In The Firebird, a work that Stravinsky was not entirely wrong to scorn on account of its length late in life, Gergiev’s tendency towards extremes of tempo dragged out the sagging longueurs of the middle 20 minutes. Otherwise, though, this bird soared. After the introduction’s darkly threatening evocation of Kashchei’s garden, Gergiev drew a levitating shimmer from the Mariinsky’s strings, a leery blend of veiled eroticism and insatiable drive. Snap, fizz, and raw speed quickly took over, in characteristic Gergiev style, and his attention to processes of thematic development was welcome in a performance that, like the two that followed, could have done with a touch more modernist rigor. By the time we reached Kashchei’s “Infernal Dance”, the shackles were truly off, as a flashing, phantasmagoric brilliance took hold with the Firebird’s spell. With Kashchei’s awakening and death, there was an unholy rampage, coarse at times but no less triumphant for it. Kashchei’s palace disappeared in a druggy hazy, before visceral thumps of dissonance were transformed into mediums of total joy.

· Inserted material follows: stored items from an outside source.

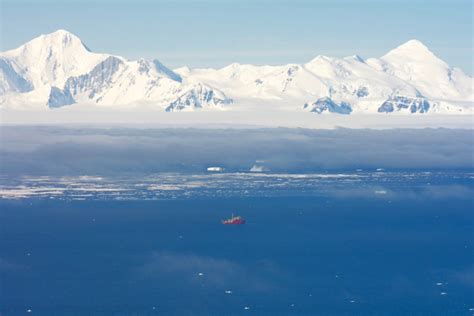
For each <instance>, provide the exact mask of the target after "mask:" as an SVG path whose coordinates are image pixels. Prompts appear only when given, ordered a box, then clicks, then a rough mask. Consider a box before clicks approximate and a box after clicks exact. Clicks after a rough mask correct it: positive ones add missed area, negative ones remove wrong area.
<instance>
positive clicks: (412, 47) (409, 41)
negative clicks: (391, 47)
mask: <svg viewBox="0 0 474 316" xmlns="http://www.w3.org/2000/svg"><path fill="white" fill-rule="evenodd" d="M400 55H403V56H406V57H411V58H413V59H418V58H420V59H423V58H425V57H427V56H430V57H435V55H434V54H433V53H432V52H431V51H430V50H429V48H428V47H427V46H426V45H425V44H423V43H422V42H420V41H419V40H416V39H412V40H409V41H408V42H405V43H403V44H402V45H400V46H398V47H397V48H395V49H392V50H391V51H389V52H388V53H387V54H385V56H383V58H386V57H389V56H400Z"/></svg>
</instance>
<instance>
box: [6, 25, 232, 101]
mask: <svg viewBox="0 0 474 316" xmlns="http://www.w3.org/2000/svg"><path fill="white" fill-rule="evenodd" d="M0 79H1V80H0V104H2V105H3V106H5V107H13V108H19V107H21V108H32V107H33V108H38V107H46V106H47V107H49V108H57V107H62V106H68V105H72V104H75V103H94V104H98V105H104V106H116V105H132V104H136V103H140V104H143V103H150V104H152V105H153V106H157V107H159V108H163V109H170V110H171V109H173V108H176V109H178V108H179V109H192V108H194V107H197V106H198V105H199V107H204V106H207V105H211V106H215V105H222V104H228V103H230V100H229V99H228V98H227V97H226V96H225V95H224V94H223V93H222V92H220V91H218V90H216V89H214V88H212V87H211V86H209V85H207V84H205V83H196V82H193V83H192V84H186V83H183V80H182V78H181V77H180V76H179V75H178V74H176V73H175V72H173V71H172V70H170V69H168V68H167V67H166V66H164V65H163V64H161V63H160V62H159V61H158V60H145V59H139V60H133V61H131V60H127V59H125V58H123V57H120V56H113V55H108V54H96V53H92V52H91V51H90V50H89V49H88V48H87V47H86V46H85V45H84V44H83V43H82V41H81V40H80V39H79V38H78V37H77V36H75V35H73V34H71V33H69V32H66V31H64V30H59V31H56V32H54V33H51V34H47V35H41V36H39V37H38V38H35V39H33V40H32V41H30V42H28V43H26V44H25V45H23V46H20V47H19V48H17V49H14V50H10V51H7V52H4V53H1V54H0ZM210 94H211V95H212V97H209V95H210ZM197 101H198V102H197ZM171 105H173V106H172V107H170V106H171Z"/></svg>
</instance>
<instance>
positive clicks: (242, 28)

Petrushka was rather more ragged than the Ravelian sheen of The Firebird allows, full of stark jump cuts and flashes of cross-rhythm to go with its insatiable bitonality. The Shrovetide fair pulsated with energy, and it certainly was not hard to hear pre-echoes of the Rite in its rhythms, nor in the winding flute and bassoon solos. Gergiev shredded the waltz of the ballerina and the Moor so disjunctively that one could easily have forgotten that Petrushka precedes La Valse by nearly a decade. Riots of colour returned for the final tableau, a vast bear towering over drunken, rambunctious peasants, although Petrushka’s death was slightly undersold (even given that Stravinsky is peculiarly ambivalent about it).
And then the Rite. Somehow, its disfigured rhythms and crashing sonorities shocked even more than usual, for which Gergiev must take the credit. Any thought that the Rite might be a technical challenge – or worse, just a technical challenge – was quickly disabused. This was a performance of brute force, with venereal violence straining at the leash. Chords fulgurated through the air as snapping whips enacted abduction. The spring rounds snarled with brassy roars of the crowd baying for the ritual of death, before dangerously fast speeds glinted with the weaponry of rival tribes. The glorification of the chosen one was as grotesque as could be imagined, and the weight of ancestral history and its rituals squashed uneasiness with their power. By the end, this was (barely) controlled carnage, with a final chord so brilliantly uncoordinated that it sounded like a final twisting of a serrated knife. One could almost see the blood splattering – and feel it too.